Britain's worst storm for 10 years brought much of the country to a standstill yesterday as 90mph winds left at least three people dead, plunged road and rail networks into chaos and caused hundreds of millions of pounds worth of damage.

Michael Meacher, the Environment minister, said climate change was "almost certainly" a contributory cause.

Archie Robertson, head of operations at the Environment Agency, which was holding the line yesterday against the widespread flooding that the storm threatened, agreed with Mr Meacher, saying: "We are seeing increasing evidence that climate change may be impacting on our environment." The Meteorological Office said that although the storm could not be directly attributed to climate change, it was "consistent with climate change predictions".

The deluge was part of a pattern of extreme weather "events" which is beginning to develop in Britain, Mr Meacher said. Extreme events are predicted by computer models of the climate as one of the likeliest consequences of global warming; and the violence of the gales and torrential rain which hit southern England and parts of Wales early yesterday was certainly extreme.

It disrupted transport even more than in the Great Storm of 1987, knocking out main rail routes and motorways, plunging at least 400,000 homes into darkness as power lines came down, and leaving dozens of locations on high flood alert.

It was accompanied by a tornado which ripped through Selsey in West Sussex tossing caravans into the air - less than 48 hours after a similar twister devastated parts of nearby Bognor Regis.

The storm was an Atlantic depression which formed on Saturday west of Ireland, and swept towards Britain, abnormal in its force. Its winds, which peaked at 97mph at The Mumbles headland near Swansea, were slightly less fierce than those of the 1987 storm and the "Burns Night" storm of 1990, both of which exceeded 100mph, but its barometric pressure dropped to 951 millibars, the deepest low recorded in Britain in October, deeper even than the Great Storm's depression of 13 years ago. The storm brought more than 80mm (just over 3ins) of rain in 24 hours.

Its effect on transport was unprecedented. No fewer than 13 train operating companies cancelled most of their services, with many of London's main stations closed for the day. Callers to the national rail inquiry service were met with a recorded message referring them to an internet website, and only a trickle of services managed to reach the capital during the morning. Services began again later, but travellers are asked to seek information before setting out today.

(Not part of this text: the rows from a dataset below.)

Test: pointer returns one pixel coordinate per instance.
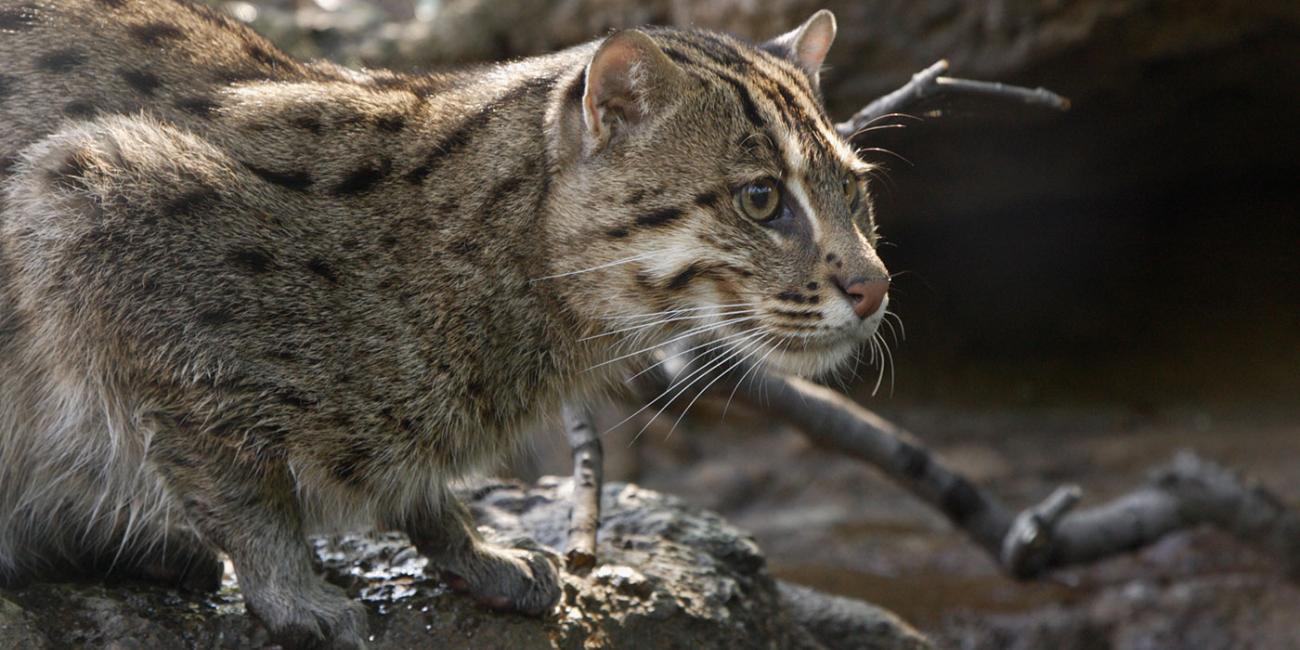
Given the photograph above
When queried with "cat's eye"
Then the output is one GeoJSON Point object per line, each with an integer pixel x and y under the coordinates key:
{"type": "Point", "coordinates": [759, 200]}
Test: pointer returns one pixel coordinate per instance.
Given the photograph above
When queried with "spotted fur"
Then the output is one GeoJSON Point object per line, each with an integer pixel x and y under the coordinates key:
{"type": "Point", "coordinates": [243, 297]}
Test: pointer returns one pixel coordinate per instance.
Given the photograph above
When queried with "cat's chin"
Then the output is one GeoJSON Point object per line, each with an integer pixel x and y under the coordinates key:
{"type": "Point", "coordinates": [813, 363]}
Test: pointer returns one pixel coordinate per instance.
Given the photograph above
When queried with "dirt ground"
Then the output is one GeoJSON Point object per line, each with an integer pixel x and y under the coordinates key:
{"type": "Point", "coordinates": [839, 525]}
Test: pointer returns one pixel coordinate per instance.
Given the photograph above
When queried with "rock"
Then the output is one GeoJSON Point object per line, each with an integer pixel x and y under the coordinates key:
{"type": "Point", "coordinates": [670, 576]}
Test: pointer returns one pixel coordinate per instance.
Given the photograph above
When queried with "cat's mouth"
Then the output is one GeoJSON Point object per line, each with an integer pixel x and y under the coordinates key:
{"type": "Point", "coordinates": [828, 349]}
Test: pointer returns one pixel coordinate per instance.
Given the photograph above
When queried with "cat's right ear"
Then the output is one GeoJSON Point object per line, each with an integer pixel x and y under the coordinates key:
{"type": "Point", "coordinates": [628, 81]}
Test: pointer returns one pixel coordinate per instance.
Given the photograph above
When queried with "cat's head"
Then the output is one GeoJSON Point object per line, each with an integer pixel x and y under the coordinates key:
{"type": "Point", "coordinates": [702, 193]}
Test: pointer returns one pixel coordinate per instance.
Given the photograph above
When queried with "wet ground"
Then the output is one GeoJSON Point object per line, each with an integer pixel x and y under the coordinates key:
{"type": "Point", "coordinates": [839, 525]}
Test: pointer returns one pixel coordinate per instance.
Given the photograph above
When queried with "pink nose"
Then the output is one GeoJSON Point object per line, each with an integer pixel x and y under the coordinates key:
{"type": "Point", "coordinates": [866, 295]}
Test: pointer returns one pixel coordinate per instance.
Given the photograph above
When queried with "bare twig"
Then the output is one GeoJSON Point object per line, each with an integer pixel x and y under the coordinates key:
{"type": "Point", "coordinates": [588, 479]}
{"type": "Point", "coordinates": [1187, 493]}
{"type": "Point", "coordinates": [930, 82]}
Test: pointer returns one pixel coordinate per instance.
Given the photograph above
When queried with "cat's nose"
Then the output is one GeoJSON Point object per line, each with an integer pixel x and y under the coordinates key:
{"type": "Point", "coordinates": [865, 295]}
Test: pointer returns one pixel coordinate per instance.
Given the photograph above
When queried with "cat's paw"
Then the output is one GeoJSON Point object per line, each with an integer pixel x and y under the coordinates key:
{"type": "Point", "coordinates": [320, 618]}
{"type": "Point", "coordinates": [520, 580]}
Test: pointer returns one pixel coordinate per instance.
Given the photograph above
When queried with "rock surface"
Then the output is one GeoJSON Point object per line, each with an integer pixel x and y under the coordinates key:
{"type": "Point", "coordinates": [670, 576]}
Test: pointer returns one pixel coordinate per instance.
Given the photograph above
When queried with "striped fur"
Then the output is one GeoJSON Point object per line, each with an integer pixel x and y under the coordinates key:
{"type": "Point", "coordinates": [245, 297]}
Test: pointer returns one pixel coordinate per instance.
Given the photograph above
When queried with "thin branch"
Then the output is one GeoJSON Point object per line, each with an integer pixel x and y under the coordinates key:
{"type": "Point", "coordinates": [930, 82]}
{"type": "Point", "coordinates": [1184, 494]}
{"type": "Point", "coordinates": [588, 480]}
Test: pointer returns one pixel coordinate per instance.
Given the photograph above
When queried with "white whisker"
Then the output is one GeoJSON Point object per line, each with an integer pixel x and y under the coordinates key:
{"type": "Point", "coordinates": [687, 334]}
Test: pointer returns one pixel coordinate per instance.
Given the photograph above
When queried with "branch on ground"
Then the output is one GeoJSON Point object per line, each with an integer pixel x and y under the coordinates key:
{"type": "Point", "coordinates": [588, 480]}
{"type": "Point", "coordinates": [930, 83]}
{"type": "Point", "coordinates": [1187, 493]}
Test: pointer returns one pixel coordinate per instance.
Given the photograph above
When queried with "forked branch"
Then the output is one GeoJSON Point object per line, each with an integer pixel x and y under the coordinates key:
{"type": "Point", "coordinates": [931, 82]}
{"type": "Point", "coordinates": [1184, 494]}
{"type": "Point", "coordinates": [588, 480]}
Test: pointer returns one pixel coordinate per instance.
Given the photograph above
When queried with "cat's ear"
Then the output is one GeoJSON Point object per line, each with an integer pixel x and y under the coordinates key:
{"type": "Point", "coordinates": [627, 81]}
{"type": "Point", "coordinates": [807, 44]}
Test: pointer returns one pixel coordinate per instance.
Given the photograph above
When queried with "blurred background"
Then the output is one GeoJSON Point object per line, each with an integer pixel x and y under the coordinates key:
{"type": "Point", "coordinates": [1084, 293]}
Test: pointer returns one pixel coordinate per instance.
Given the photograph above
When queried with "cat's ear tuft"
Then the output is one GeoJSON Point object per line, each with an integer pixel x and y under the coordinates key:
{"type": "Point", "coordinates": [627, 81]}
{"type": "Point", "coordinates": [807, 44]}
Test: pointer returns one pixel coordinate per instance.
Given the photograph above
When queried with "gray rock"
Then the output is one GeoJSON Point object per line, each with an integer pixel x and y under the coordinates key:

On the roads, many stretches of motorway were closed and huge traffic jams built up on all the major routes, including the M1, M3, M4 and M25. Hundreds of other roads were blocked by flooding and debris, and at one stage the Automobile Association was taking more than 2,000 calls an hour, twice as many as usual.

More than 6,000 cross-channel ferry passengers were stranded for up to 20 hours off the Kent coast after the port of Dover was closed at the height of the gale, forcing six ferries had to take shelter in a natural harbour near by. More than a hundred flights from Heathrow and Gatwick airports were cancelled because of hazardous take-off conditions caused by the wind. The situation was made worse because many flight crew were unable to get to the airports.

The three people who died in the storm were a motorocyclist who crashed into a tree near Taunton, Somerset, a person whose car was crushed by a falling tree on the A3, near Hindhead, Surrey, and a man in south London whose car hit surface water and skidded into a parked car and then a bus.

Several London tourist attractions were closed, including Kew Gardens, where trees were believed to be unsafe, and the Millennium Wheel, where winds damaged glass on six of its 32 capsules.

Although the South was worst hit, areas further north did not escape the deluge. Flood warnings were issued for the rivers Derwent, Dove, Sence, Soar, Trent and Wreake, while blizzards and floods brought rush-hour misery to parts of Yorkshire, Lancashire and Greater Manchester.

Mr Meacher said yesterday: "It would be wrong, every time there is a climatic impact, toassume that it is climate change, global warming, but it is a pattern which is beginning to develop." The gales "almost certainly have climate change as a contributory cause", he said.